The introduction of ICD-10 into this process is not a simple task. Full cooperation and collaboration among all parties is an absolute necessity for success.

More importantly, there are many other variables significantly impacting the industry (and therefore readiness) that are either out of the control of the industry or issues for which control is vested only in a small segment of the industry. These are not new issues. They have been widely discussed, and recommendations for mitigation have been made for years. Unfortunately, those recommendations often seem to fall on deaf ears. So what are these stumbling blocks, impediments, and barriers? Why have some successfully overcome them while others either cannot or have not?
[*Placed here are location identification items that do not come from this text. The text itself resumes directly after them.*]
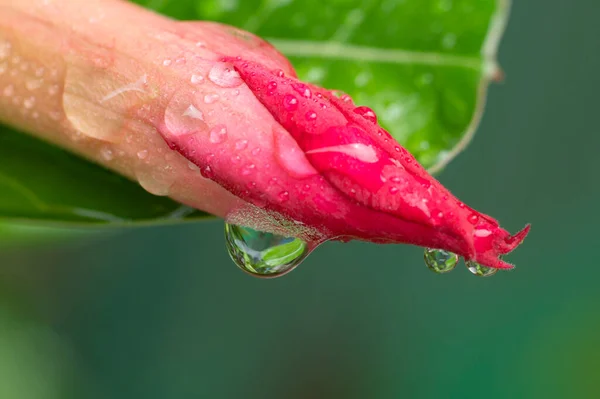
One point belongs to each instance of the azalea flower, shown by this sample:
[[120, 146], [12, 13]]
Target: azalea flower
[[216, 118]]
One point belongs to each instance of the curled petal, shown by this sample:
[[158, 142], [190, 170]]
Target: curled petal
[[331, 167]]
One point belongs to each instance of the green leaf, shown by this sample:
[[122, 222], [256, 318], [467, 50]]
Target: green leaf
[[423, 65], [41, 182]]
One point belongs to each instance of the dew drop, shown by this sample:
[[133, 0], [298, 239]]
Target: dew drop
[[271, 87], [473, 218], [366, 113], [182, 117], [28, 103], [107, 154], [218, 134], [33, 84], [302, 89], [247, 170], [211, 98], [197, 79], [290, 103], [284, 196], [263, 254], [479, 270], [224, 75], [241, 145], [193, 167], [362, 152], [440, 261]]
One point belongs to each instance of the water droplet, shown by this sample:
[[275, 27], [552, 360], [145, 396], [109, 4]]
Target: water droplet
[[28, 103], [362, 152], [182, 117], [479, 270], [218, 134], [211, 98], [192, 166], [263, 254], [241, 145], [248, 169], [107, 154], [310, 116], [284, 196], [224, 75], [302, 89], [290, 156], [440, 261], [366, 113], [197, 79], [53, 90], [290, 103], [33, 84], [271, 87]]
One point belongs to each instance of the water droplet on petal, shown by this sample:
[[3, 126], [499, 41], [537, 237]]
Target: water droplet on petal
[[210, 98], [241, 145], [182, 117], [248, 169], [290, 103], [310, 116], [440, 261], [284, 196], [107, 154], [196, 79], [263, 254], [218, 134], [224, 75], [479, 270], [271, 87], [366, 113], [302, 89]]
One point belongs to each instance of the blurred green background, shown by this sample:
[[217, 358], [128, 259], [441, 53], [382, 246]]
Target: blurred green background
[[163, 313]]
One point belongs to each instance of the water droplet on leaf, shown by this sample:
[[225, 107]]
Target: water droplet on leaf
[[440, 261], [263, 254]]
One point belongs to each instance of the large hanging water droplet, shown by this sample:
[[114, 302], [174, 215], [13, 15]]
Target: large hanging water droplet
[[263, 254], [440, 261], [479, 270]]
Fool me once, shame on you. Fool me twice, shame on me. Fool me three times? Not happening. The implementation delays going on during the past two years have made many providers justifiably skeptical. Statements of certainty that it “will really happen this time” are simply not credible. The expectation that additional delays will be coming in 2015 make the laissez-faire attitude logical to many. Spending more time, money, and resources for something that may never happen is simply not a financial option. Equally obvious is the fact that smaller practices and entities typically have fewer resources and must exercise great care in protecting them.

The myriad regulatory requirements associated with the same implementation schedules also constitute an issue that has been raised by many for years. Every single one cost money, time, programming, and resources, stretching already-tight budgets. A look at the proposed physician fee schedule for 2015, and presumably the OPPS and hospital rules, reveals even more requirements that will further strain providers. Meaningful Use, PQRS, increasing payment for quality measures, implementation of various penalties, increasing contractor audits and subsequent appeals, the Centers for Medicare & Medicaid (CMS) utilization and addition of HCPC II codes with descriptions that directly contradict or conflict with the comparable CPT codes – all of these add significant costs for practices.

And don’t forget, reimbursement is decreasing while those costs keep climbing. Over and above the various federal issues identified, the prevalence of commercial payer remittance advices with RARC and CARC codes that do not accurately report the adjudication determination adds to these ever-increasing costs without offering noticeable return for practices.

So can the tortoises catch the hares? Maybe. What needs to occur, industry-wide, to make that happen? For one thing, an implementation date that is set in stone. Once that is a certainty, forward progress can and must happen, even if it means delaying implementation of other federally mandated requirements. Give the whole industry adequate time to allocate resources in a sequential manner, don’t pile on all at once. Allay fears of payment disruptions.

Widespread, meaningful, end-to-end testing must rapidly commence and time to remediate identified issues must be granted. Eliminate idiosyncratic payer communications and enforce current requirements for standardized code sets.

The message should be identical no matter who sends it. Stop the blaming. Everyone has a part to play and every part relies upon those who come before and affects those who come after. Work together, not in isolation. Be aware of financial realities. Remember that what is easily doable in people, programming, time, and money for some is a nonstarter for others.

Let’s make the time remaining a team event, not a race to the finish.

Disclaimer: Every reasonable effort was made to ensure the accuracy of this information at the time it was published. However, due to the nature of industry changes over time we cannot guarantee its validity after the year it was published.
Holly Louie, RN, BSN, CHBME

Holly Louie is the compliance officer for Practice Management Inc., a multi-specialty billing company in Boise, Idaho. Holly was the 2016 president of the Healthcare Business and Management Association (HBMA) and previously chaired the ICD-10 Committee. Holly is also a national healthcare consultant and testifying expert on matters related to physician coding, billing, and regulatory compliance. She has previously held compliance officer positions in local and international billing companies. Holly is a member of the ICD10monitor editor board and a popular guest on Talk Ten Tuesdays.